First Author  Reeves PLS Year  2017
Journal  Eur J Immunol Volume  47
Issue  9 Pages  1550-1561
PubMed ID  28665492 Mgi Jnum  J:249667
Mgi Id  MGI:5924075 Doi  10.1002/eji.201747089
Citation  Reeves PLS, et al. (2017) Antigen presenting cell-targeted proinsulin expression converts insulin-specific CD8+ T-cell priming to tolerance in autoimmune-prone NOD mice. Eur J Immunol 47(9):1550-1561
abstractText  Type 1 diabetes (T1D) results from autoimmune destruction of insulin-producing pancreatic beta cells. Therapies need to incorporate strategies to overcome the genetic defects that impair induction or maintenance of peripheral T-cell tolerance and contribute to disease development. We tested whether the enforced expression of an islet autoantigen in antigen-presenting cells (APC) counteracted peripheral T-cell tolerance defects in autoimmune-prone NOD mice.

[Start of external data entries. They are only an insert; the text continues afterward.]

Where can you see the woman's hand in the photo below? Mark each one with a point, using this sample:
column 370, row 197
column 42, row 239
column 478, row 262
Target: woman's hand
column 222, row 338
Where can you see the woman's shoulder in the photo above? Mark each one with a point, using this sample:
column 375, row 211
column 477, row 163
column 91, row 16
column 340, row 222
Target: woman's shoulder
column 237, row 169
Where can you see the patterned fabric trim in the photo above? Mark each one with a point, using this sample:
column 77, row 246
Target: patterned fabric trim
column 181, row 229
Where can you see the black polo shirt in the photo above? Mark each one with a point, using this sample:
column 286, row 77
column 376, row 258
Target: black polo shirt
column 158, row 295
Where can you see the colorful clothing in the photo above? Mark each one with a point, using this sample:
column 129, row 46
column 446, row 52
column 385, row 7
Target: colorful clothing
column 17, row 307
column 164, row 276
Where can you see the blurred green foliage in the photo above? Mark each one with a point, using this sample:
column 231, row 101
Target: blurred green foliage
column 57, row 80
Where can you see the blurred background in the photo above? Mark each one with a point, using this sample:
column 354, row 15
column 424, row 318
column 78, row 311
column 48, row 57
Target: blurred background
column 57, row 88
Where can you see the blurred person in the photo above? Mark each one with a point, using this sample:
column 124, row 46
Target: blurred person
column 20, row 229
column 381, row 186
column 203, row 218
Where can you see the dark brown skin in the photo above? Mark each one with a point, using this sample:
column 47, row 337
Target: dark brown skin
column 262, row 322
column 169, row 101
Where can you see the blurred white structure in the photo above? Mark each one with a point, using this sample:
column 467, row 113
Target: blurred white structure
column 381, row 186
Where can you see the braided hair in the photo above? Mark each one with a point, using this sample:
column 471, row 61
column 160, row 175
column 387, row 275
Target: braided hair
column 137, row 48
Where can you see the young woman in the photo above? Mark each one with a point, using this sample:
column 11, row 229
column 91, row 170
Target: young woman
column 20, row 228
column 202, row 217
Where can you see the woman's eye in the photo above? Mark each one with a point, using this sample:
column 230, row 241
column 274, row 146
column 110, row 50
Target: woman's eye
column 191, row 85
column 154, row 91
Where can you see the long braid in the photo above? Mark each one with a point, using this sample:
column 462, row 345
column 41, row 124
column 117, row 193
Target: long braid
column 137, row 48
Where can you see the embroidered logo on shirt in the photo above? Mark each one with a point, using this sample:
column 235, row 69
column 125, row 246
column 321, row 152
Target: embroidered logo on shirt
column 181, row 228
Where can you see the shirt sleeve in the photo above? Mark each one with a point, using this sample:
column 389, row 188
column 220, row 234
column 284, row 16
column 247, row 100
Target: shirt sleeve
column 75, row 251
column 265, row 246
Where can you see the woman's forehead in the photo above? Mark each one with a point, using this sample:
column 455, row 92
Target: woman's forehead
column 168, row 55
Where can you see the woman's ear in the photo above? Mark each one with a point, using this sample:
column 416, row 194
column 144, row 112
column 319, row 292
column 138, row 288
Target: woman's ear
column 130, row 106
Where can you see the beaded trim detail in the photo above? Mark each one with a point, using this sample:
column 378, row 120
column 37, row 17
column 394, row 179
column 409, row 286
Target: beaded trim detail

We observed that insulin-specific CD8+ T cells transferred to mice in which proinsulin was transgenically expressed in APCs underwent several rounds of division and the majority were deleted. Residual insulin-specific CD8+ T cells were rendered unresponsive and this was associated with TCR downregulation, loss of tetramer binding and expression of a range of co-inhibitory molecules. Notably, accumulation and effector differentiation of insulin-specific CD8+ T cells in pancreatic lymph nodes was prominent in non-transgenic recipients but blocked by transgenic proinsulin expression. This shift from T-cell priming to T-cell tolerance exemplifies the tolerogenic capacity of autoantigen expression by APC and the capacity to overcome genetic tolerance defects.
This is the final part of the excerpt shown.